They started for the Indies and found
America. They diagnosed evil and hanged old women. They thought they
could grow rich by always selling and never buying. A caliph, obeying
what he conceived to be the Will of Allah, burned the library at
Alexandria.
Writing about the year 389, St. Ambrose stated the case for the
prisoner in Plato's cave who resolutely declines to turn his head. "To
discuss the nature and position of the earth does not help us in our
hope of the life to come. It is enough to know what Scripture states.
'That He hung up the earth upon nothing' (Job xxvi. 7).

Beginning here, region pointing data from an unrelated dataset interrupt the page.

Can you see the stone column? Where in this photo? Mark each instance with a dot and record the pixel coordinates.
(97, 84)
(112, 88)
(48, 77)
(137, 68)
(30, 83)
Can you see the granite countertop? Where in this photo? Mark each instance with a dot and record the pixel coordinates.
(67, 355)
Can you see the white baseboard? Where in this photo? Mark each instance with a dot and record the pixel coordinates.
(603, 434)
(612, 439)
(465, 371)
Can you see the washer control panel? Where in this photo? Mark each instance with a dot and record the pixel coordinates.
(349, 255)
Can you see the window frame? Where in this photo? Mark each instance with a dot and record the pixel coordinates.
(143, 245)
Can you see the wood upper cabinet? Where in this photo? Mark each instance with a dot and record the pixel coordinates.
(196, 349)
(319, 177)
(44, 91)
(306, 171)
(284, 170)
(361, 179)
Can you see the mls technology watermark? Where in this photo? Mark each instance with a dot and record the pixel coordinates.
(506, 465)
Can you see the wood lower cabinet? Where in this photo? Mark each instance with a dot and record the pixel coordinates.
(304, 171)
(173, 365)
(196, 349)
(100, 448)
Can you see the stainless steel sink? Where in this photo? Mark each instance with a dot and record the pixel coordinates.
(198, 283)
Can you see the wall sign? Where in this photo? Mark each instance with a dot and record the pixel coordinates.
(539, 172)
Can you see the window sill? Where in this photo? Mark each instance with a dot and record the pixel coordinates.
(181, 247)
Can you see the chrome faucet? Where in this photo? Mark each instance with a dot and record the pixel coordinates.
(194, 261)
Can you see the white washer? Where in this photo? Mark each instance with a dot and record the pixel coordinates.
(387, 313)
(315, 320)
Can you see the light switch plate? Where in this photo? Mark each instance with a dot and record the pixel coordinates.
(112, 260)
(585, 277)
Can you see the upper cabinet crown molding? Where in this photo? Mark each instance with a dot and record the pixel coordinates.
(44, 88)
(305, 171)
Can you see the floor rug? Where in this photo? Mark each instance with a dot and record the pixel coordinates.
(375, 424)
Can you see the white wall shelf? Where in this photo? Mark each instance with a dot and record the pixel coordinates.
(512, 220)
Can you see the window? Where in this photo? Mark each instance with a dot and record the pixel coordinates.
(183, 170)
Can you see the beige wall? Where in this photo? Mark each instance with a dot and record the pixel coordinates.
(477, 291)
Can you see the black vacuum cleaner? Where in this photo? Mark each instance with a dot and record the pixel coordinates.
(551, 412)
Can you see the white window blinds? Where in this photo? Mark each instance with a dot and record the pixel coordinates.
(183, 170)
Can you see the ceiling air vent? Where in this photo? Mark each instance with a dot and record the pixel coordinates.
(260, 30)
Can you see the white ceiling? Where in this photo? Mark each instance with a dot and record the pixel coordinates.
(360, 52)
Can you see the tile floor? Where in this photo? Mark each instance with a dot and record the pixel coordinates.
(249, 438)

Why then argue
whether He hung it up in air or upon the water, and raise a
controversy as to how the thin air could sustain the earth; or why, if
upon the waters, the earth does not go crashing down to the bottom?...
Not because the earth is in the middle, as if suspended on even
balance, but because the majesty of God constrains it by the law of
His will, does it endure stable upon the unstable and the void."
[Footnote: Hexaemeron, i. cap 6, quoted in _The Medi?val Mind_,
by Henry Osborn Taylor, Vol. i, p. 73.]
It does not help us in our hope of the life to come. It is enough to
know what Scripture states. Why then argue? But a century and a half
after St. Ambrose, opinion was still troubled, on this occasion by the
problem of the antipodes. A monk named Cosmas, famous for his
scientific attainments, was therefore deputed to write a Christian
Topography, or "Christian Opinion concerning the World.